2012 saw the 4th highest murder rate of LGBTQ and HIV-affected people (LGBTQH) in history, according to the annual Hate Violence Report released by the National Coalition of Anti-Violence Programs (NCAVP). The report analyzes statistics collected in 18 states about survivors and victims' age, race, sexual orientation, gender identity, and type of violence experienced in order to track trends in the violence directed at the LGBTQH community.
The overall LGBTQH homicide rate decreased by 16.7% from 2011, which had the highest homicide rate of all time. The overall rate of violence inflicted on LGBTQH people remained relatively consistent, with a 4% decrease from 2011. Some of the groups most likely to experience hate violence included transgender people (particularly transgender women), people of color (particularly transgender people of color), and gay men. Young people, homeless people, and people with disabilities were also disproportionately represented. In all reported homicides involving transgender people, the victims were women.
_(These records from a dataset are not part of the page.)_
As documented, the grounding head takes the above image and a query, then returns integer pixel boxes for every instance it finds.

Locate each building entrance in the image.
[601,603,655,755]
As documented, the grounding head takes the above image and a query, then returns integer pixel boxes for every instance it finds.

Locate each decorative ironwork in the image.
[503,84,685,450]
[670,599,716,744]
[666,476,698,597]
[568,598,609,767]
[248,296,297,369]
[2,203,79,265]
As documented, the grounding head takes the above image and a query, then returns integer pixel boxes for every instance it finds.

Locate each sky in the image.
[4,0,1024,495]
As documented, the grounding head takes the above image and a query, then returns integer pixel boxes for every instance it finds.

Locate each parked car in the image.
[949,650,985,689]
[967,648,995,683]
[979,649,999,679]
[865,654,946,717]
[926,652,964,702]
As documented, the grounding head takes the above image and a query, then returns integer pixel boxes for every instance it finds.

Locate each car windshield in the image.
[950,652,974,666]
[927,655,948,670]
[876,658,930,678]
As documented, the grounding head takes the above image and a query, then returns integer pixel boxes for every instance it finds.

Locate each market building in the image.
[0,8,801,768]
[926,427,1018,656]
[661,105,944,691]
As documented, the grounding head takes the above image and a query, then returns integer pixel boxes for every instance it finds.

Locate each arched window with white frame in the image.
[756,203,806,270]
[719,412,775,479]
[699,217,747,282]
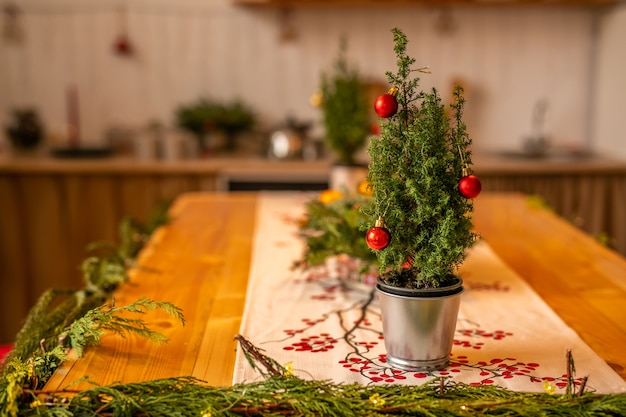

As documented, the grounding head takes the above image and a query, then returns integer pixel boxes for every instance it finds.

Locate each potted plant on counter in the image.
[363,28,482,371]
[4,108,44,152]
[176,98,255,155]
[315,36,372,192]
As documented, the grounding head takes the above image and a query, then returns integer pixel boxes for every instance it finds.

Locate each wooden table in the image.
[44,192,626,392]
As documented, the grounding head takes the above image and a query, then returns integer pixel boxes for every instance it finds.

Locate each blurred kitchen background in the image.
[1,0,625,156]
[1,0,625,342]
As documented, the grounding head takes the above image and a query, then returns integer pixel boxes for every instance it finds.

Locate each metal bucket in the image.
[377,278,463,371]
[328,164,368,193]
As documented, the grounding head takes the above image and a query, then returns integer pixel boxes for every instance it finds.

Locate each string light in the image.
[543,380,556,395]
[283,361,294,376]
[369,393,385,407]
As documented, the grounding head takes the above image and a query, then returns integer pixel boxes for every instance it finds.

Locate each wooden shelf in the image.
[234,0,616,8]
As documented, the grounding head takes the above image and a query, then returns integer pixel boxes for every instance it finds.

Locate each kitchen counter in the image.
[1,152,625,175]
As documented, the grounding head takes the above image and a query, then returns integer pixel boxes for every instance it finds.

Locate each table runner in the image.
[233,192,626,393]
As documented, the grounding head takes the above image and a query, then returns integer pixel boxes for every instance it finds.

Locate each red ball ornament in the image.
[114,34,133,56]
[366,226,390,250]
[366,217,391,251]
[374,87,398,118]
[459,174,482,199]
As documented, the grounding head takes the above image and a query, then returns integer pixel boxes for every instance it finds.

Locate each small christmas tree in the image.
[318,37,371,166]
[364,28,481,290]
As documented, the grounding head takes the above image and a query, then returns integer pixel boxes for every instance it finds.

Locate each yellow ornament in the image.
[357,180,373,196]
[319,189,343,204]
[310,90,323,108]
People of color, transgender people, and gender non-conforming people continued to experience higher rates of homicide in 2012. LGBTQH people of color represented 53% of total reported survivors and victims of all hate crimes, but 73.1% of homicide victims. Black and African-American people were particularly overrepresented in the homicide rates: over half of reported hate murders had Black or African-American victims, even though Black and African American people made up only 15% of total survivors and victims of hate crimes overall.
The percentage of reported disabled survivors and victims skyrocketed from 11% in 2011 to 40% in 2012, a dramatic increase that can probably be attributed to more accurate reporting of disability than in previous years. Homelessness also renders LGBTQH people more vulnerable to violence: 19% of respondents had been homeless at some point in their lives, and 11% had been evicted based on their gender identity or expression.
This report, as well as the recent string of violent hate crimes in New York, is a reminder that violence against the LGBTQH community, and particularly marginalized groups within that community, is an ongoing problem which is too urgent to ignore.
"Anti-LGBT violence is a reminder that our work in the LGBT community isn't done," said GLAAD National Spokesperson Wilson Cruz. "GLAAD is dedicated to elevating the stories of real people behind these statistics as a way to educate the media until violence against the LGBT community, and particularly transgender women of color, is completely eliminated from our society."